People quit far too soon
The body and the mind are incredibly resilient, yet most of us quit as soon as the first alarm bells start to ring telling us to stop. Of course, this doesn’t just happen in athletic pursuits — it happens in all aspects of life; we quit because we can’t bounce back. Granted there are times you have no bounce left because there is nothing in the tank. But in most cases, the tank is still relatively full, but our brain is telling us that we are running on empty.
Edgley offers a solution to the problem. Essentially you need to reconfigure your brain so that it starts raising the alarm much later. You do this by slowly raising your tolerance to discomfit, hardship or difficulty.
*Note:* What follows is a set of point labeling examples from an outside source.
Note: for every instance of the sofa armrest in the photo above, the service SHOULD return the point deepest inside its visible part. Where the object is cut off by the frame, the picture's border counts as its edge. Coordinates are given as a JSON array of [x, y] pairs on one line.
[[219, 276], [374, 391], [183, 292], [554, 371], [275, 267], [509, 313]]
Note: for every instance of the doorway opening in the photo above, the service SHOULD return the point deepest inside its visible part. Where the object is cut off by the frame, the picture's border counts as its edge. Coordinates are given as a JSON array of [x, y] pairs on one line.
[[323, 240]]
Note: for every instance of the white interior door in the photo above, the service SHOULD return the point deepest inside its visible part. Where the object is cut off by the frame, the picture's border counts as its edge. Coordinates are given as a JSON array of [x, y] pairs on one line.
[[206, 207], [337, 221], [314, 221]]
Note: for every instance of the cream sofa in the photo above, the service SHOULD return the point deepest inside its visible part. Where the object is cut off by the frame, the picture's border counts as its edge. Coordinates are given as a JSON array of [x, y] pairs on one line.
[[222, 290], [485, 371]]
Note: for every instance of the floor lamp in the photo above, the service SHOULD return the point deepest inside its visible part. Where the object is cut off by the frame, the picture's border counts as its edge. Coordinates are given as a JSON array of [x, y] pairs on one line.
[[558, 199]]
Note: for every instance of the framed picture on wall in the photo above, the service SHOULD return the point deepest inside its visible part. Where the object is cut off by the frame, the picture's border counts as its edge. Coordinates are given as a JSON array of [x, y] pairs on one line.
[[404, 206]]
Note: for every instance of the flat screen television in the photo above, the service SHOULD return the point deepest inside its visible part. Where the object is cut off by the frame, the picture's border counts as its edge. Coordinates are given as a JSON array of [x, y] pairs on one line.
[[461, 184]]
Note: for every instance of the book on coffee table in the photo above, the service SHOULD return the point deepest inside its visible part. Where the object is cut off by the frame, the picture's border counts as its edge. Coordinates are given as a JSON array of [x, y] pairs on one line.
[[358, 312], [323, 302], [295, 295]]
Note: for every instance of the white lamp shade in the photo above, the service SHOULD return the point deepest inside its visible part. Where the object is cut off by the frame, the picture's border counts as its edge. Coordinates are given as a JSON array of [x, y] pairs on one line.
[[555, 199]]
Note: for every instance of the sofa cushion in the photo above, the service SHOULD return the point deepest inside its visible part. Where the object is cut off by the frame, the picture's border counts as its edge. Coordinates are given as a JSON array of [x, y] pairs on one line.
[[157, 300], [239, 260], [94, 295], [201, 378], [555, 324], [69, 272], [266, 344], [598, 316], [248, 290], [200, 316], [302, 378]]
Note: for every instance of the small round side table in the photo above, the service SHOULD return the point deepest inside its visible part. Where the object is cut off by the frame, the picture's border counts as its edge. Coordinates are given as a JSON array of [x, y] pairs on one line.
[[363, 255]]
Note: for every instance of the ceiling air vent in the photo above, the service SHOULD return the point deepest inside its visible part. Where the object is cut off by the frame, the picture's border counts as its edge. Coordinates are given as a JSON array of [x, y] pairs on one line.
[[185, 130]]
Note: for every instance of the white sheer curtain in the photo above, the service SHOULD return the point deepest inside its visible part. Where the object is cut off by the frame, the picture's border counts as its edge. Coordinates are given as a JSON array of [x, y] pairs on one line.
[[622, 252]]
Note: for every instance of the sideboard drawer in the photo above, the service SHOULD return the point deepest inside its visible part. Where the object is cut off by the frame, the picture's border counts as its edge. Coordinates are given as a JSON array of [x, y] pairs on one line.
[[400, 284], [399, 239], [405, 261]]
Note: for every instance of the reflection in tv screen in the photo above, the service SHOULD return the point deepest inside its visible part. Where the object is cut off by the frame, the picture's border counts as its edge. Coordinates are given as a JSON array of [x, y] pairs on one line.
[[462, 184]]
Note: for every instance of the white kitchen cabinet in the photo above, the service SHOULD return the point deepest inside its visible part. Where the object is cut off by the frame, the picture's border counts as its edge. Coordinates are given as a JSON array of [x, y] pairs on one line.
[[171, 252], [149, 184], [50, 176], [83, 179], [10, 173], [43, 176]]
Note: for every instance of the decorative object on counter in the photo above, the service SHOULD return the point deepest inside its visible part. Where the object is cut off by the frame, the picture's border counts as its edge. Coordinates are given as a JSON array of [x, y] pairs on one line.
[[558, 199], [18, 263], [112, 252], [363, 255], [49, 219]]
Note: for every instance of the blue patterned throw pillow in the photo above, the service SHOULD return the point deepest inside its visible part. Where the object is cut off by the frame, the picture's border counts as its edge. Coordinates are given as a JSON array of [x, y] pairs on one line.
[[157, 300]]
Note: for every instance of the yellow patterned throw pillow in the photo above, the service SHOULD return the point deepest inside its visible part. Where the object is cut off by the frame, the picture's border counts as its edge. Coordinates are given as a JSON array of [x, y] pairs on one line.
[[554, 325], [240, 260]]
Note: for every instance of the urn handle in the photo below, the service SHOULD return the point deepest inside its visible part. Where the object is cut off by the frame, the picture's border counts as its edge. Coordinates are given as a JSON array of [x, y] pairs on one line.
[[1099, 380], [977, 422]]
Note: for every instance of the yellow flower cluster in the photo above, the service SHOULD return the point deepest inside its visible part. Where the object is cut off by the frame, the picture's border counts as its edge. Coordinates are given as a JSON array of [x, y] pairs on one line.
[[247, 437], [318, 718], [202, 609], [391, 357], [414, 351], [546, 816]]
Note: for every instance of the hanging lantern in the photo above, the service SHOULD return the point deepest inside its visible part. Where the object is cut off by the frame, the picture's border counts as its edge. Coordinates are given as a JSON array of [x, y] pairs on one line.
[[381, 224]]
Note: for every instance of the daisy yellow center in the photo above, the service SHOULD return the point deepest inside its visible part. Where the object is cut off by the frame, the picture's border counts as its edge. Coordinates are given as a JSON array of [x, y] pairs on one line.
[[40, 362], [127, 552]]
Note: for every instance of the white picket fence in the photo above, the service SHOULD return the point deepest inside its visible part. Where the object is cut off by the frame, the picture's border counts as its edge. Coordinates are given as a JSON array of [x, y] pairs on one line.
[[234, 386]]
For instance:
- Gradually add more distance to your runs
- Slowly add more weight to your lifts
- Swim a little further each week
As you do this, your tolerance increases and you begin to set new limits for your body and mind. You do this slowly, so your brain doesn’t really notice; thus it is less likely to step in and censure you. As your tolerance for discomfort increases, so does your resilience. Your ability to bounce back improves, you develop a tougher mindset. You start to challenge yourself more, take on more audacious goals. After doing this long enough, you may be one of the only people on earth who can accomplish a particular challenge. You may be one of the elite who has the resilience to do the seemingly impossible, like swim around a country and live to tell the tale.